例えばテレビでグルメ番組をしているとします。
グルメ番組なので高級料亭の料理を紹介しているでしょう。

 

それを見てみなさんは

 

「この料理美味しそうだな…食べたいな…」

 

と思うでしょう。
テレビの制作会社からしたら視聴者にそう思わせるように番組を制作しているのでそう思って当然です。
それがプロの仕事ですからね。

 

テレビを見てその高級料亭を食べたくなったら贅沢するために仕事を頑張るでしょう。
そして、コツコツ貯めたお金を使ってその料理をいただく…

 

これはひとつの目標に向かって頑張っているので別に悪くはないと思います。

 

でも、知足の心があれば考え方が少し変わってきます。
現状を見極めることができるのであれば

 

「ここの高級料亭で料理を食べたいな。でも、自分の本当に大切な時間は家族と普段通りに食事をすることなんだ。」

 

と考えることができるはずですよね。

 

大切なのは不満を抱くことなく今の現状に満足することです。
それができてない場合、あれも欲しいこれも欲しい、あれがしたいこれがしたいと執着する感情が芽生えてきます。

 

最悪、他の人に対しての当たりが強くなり争いごとになりかねません。
もしくは満足できないが故に不安を感じる人もいるでしょう。

 

知足の心があれば物事に執着することを忘れ、満足できないことの不安や焦りも無くなるでしょう。

 

現在、ヨガをされている人の中で身体が硬いことに対して焦りや不安を感じている人もいると思います。
でも、考え方次第では

 

「今は身体が硬くてできるアーサナは少ないけど自分にはまだまだ進歩するゆとりがあるんだな」

 

「焦らず自分のペースでやればいつか身体も変わってくるはず。

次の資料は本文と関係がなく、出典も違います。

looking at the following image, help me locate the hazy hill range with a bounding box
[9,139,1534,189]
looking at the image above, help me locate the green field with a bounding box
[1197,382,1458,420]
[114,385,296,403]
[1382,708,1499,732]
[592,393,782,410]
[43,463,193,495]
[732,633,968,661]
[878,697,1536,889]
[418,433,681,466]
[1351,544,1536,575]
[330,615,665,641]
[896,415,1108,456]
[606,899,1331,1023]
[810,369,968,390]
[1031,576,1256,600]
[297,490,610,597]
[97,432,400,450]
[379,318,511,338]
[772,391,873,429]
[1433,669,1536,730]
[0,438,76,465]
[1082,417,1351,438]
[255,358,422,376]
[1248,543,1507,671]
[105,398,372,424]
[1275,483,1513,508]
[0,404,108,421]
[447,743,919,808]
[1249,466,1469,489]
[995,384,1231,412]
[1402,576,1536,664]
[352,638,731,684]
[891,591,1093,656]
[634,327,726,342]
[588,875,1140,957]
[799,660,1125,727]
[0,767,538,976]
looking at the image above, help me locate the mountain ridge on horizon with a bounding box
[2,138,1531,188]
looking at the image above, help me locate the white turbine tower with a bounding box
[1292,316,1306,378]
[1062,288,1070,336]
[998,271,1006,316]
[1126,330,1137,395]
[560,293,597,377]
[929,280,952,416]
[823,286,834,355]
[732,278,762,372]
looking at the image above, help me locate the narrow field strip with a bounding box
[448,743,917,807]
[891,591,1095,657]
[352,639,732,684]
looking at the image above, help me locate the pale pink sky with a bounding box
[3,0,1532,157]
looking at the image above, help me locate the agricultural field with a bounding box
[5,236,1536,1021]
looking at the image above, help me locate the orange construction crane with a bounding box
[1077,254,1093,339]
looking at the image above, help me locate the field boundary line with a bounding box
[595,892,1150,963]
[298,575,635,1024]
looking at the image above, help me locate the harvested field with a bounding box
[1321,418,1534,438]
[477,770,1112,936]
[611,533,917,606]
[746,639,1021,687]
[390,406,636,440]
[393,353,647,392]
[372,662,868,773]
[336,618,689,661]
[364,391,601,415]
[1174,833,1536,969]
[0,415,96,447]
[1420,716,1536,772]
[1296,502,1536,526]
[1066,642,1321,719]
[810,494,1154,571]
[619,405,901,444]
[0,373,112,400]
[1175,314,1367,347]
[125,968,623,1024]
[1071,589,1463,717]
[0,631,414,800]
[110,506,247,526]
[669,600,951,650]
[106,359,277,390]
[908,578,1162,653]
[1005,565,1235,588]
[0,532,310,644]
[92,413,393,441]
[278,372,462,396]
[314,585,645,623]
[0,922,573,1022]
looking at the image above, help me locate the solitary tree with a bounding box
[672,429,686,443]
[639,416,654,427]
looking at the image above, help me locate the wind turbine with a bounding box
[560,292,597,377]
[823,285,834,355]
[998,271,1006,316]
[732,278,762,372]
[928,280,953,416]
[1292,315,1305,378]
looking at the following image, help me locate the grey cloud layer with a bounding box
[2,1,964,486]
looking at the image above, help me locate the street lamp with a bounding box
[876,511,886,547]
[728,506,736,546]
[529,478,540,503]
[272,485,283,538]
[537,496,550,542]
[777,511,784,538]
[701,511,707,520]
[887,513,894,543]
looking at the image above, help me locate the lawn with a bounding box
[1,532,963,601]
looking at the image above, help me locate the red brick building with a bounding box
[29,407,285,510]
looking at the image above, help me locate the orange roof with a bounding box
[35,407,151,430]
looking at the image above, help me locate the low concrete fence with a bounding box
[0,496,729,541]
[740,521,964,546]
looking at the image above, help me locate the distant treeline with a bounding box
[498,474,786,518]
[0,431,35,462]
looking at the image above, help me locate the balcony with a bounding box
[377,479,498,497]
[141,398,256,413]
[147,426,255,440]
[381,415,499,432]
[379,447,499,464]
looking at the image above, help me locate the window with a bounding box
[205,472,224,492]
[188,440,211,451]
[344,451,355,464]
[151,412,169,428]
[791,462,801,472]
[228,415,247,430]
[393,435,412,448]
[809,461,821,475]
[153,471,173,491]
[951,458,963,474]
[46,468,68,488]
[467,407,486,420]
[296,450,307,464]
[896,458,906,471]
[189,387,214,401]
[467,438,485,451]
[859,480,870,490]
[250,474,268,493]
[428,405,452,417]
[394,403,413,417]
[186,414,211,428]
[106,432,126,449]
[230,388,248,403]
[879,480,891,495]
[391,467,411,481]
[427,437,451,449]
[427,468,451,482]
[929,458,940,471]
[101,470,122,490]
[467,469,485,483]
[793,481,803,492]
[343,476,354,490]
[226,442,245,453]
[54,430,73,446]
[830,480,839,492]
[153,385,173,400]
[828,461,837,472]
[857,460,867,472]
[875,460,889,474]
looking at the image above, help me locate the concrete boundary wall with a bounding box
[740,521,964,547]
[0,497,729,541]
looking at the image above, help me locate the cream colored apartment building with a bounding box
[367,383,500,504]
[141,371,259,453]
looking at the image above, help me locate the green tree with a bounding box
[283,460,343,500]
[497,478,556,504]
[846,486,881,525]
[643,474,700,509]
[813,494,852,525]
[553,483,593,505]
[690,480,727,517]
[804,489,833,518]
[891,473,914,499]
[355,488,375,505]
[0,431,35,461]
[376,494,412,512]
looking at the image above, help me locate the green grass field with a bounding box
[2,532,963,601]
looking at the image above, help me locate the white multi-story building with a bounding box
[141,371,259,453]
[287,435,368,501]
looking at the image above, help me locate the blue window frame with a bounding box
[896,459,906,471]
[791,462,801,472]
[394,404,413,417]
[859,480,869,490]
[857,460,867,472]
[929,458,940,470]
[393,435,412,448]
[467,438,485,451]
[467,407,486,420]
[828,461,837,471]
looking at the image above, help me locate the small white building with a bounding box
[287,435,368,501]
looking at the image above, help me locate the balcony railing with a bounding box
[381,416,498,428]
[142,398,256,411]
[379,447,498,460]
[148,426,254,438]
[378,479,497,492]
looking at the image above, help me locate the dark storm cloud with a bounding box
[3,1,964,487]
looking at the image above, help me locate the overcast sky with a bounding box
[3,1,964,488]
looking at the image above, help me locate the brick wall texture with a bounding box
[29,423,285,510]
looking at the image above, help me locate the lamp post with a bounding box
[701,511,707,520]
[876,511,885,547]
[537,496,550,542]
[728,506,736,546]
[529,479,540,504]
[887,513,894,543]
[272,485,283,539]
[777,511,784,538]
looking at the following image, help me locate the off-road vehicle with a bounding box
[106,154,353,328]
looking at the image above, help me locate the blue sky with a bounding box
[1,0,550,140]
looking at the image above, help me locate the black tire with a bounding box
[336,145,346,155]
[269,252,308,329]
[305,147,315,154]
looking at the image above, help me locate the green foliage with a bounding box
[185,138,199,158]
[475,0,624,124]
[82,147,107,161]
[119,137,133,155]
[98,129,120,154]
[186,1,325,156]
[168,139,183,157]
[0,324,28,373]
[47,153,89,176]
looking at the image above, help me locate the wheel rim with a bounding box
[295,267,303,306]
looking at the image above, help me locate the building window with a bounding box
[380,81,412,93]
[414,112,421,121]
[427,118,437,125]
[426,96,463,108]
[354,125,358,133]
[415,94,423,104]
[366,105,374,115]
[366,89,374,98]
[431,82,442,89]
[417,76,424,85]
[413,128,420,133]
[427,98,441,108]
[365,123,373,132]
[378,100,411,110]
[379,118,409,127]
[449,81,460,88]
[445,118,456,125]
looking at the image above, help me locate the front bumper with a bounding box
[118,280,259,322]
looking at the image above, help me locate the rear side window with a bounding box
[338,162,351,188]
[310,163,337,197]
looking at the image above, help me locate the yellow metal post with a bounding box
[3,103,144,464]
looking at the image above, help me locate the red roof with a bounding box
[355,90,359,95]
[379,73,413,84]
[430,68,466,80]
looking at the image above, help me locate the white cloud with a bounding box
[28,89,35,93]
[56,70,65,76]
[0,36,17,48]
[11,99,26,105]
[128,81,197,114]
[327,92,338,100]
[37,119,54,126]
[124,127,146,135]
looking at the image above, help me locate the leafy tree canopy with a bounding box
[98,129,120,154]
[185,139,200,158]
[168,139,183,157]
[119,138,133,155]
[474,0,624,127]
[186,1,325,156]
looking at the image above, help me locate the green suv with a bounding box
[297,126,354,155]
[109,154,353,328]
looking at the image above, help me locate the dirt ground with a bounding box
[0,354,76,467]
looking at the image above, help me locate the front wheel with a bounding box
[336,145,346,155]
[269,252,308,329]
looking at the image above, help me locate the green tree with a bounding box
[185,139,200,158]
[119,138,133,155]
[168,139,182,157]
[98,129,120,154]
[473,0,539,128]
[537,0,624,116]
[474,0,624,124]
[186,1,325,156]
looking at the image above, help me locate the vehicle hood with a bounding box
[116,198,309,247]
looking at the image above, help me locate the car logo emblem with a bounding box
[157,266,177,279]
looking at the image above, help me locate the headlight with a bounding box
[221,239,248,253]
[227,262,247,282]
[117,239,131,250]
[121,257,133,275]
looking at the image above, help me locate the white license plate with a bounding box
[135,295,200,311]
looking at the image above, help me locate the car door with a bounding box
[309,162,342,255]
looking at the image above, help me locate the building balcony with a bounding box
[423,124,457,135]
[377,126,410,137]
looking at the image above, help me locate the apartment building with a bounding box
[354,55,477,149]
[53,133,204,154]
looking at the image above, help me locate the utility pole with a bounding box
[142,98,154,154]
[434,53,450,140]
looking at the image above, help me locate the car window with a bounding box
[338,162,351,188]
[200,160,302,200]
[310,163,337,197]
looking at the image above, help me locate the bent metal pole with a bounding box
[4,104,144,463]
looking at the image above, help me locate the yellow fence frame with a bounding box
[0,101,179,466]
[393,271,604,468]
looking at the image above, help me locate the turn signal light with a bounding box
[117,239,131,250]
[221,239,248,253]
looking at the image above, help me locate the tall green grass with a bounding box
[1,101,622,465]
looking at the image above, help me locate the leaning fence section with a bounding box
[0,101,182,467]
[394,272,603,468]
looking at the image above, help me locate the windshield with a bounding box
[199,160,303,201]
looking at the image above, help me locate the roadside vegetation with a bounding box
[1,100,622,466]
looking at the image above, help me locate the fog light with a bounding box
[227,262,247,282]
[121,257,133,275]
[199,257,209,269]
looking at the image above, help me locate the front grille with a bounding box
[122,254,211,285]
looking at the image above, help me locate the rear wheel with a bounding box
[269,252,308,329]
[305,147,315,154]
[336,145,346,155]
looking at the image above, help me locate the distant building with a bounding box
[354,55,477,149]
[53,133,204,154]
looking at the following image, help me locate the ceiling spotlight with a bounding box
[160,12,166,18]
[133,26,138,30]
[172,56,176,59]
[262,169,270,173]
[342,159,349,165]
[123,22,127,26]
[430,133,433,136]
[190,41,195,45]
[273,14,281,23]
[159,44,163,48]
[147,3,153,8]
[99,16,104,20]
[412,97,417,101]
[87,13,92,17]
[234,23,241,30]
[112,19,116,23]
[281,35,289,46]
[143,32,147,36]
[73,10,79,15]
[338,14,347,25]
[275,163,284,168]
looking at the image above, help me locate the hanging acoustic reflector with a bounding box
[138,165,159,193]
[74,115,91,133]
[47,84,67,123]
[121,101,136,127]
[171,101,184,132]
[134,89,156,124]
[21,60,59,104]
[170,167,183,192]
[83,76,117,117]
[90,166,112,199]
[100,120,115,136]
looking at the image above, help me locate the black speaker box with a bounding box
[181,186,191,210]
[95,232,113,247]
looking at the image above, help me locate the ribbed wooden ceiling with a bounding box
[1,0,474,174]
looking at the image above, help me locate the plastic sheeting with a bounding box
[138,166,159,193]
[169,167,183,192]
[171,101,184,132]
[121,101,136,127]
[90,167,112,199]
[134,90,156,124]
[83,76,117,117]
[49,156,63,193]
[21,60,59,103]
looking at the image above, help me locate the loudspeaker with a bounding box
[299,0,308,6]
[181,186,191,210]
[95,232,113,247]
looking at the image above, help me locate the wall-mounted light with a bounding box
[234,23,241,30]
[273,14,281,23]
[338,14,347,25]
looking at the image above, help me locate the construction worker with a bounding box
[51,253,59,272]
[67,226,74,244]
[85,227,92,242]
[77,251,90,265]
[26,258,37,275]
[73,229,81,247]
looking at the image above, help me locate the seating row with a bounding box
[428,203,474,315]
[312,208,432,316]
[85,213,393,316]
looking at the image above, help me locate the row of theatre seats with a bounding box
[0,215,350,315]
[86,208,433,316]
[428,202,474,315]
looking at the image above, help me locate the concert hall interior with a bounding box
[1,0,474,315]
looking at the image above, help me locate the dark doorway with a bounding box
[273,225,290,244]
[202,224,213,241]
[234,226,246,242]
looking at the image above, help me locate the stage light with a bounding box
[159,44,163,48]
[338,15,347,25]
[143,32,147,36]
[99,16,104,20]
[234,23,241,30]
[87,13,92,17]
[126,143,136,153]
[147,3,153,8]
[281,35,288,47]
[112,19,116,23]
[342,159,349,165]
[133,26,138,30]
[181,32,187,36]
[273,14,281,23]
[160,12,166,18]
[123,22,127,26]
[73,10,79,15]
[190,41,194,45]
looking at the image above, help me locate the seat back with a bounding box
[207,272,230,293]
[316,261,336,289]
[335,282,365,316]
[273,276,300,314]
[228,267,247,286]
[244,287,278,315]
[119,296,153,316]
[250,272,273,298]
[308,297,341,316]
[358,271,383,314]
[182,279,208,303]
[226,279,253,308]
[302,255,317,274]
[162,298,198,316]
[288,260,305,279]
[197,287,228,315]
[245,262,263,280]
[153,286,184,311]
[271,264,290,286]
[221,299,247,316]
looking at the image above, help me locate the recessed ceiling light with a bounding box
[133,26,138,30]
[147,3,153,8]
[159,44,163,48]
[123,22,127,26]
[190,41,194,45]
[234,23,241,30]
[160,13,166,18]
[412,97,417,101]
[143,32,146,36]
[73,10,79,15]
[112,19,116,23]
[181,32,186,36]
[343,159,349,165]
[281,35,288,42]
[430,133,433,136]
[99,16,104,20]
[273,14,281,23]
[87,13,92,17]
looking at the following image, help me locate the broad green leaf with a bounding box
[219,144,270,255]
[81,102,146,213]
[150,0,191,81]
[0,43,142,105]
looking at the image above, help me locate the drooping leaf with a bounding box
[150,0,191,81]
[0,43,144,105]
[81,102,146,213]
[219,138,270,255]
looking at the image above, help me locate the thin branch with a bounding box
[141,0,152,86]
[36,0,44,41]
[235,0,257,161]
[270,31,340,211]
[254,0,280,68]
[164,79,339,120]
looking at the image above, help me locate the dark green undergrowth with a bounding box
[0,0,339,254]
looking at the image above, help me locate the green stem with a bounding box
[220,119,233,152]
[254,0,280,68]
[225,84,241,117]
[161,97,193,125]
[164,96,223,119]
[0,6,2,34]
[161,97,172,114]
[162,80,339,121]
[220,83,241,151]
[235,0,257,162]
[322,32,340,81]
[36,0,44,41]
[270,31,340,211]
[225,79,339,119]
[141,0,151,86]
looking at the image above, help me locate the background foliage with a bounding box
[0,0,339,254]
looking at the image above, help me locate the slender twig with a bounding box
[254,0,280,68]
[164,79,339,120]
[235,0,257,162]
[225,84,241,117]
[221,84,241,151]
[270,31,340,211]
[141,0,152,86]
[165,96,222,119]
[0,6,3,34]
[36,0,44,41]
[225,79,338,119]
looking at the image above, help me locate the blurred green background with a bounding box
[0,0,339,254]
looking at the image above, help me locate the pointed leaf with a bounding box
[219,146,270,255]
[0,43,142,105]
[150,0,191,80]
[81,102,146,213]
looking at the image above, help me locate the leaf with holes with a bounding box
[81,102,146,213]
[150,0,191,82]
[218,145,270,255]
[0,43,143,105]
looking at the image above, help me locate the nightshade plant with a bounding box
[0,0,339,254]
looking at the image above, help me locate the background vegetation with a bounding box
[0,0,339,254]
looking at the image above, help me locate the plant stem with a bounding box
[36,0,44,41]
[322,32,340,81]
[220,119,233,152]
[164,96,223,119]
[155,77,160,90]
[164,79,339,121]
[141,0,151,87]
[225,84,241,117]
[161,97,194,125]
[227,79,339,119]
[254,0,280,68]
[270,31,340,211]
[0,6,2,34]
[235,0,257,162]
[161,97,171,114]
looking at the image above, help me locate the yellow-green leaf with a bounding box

今のこの状態から変わっていく自分を楽しもう」

 

というような感じになります。
考え次第では現状に満足できるのです。

 

 

今回は勧戒の知足について解説しました。
個人的に非常に好きな言葉です。

 

まずは今に実は十分に満足できることを知り、不満を抱くことがないようにする。
言葉にすれば簡単ですけど実際にしようと思うと難しいんです。

 

でも、そこがこの言葉の良いところですよね。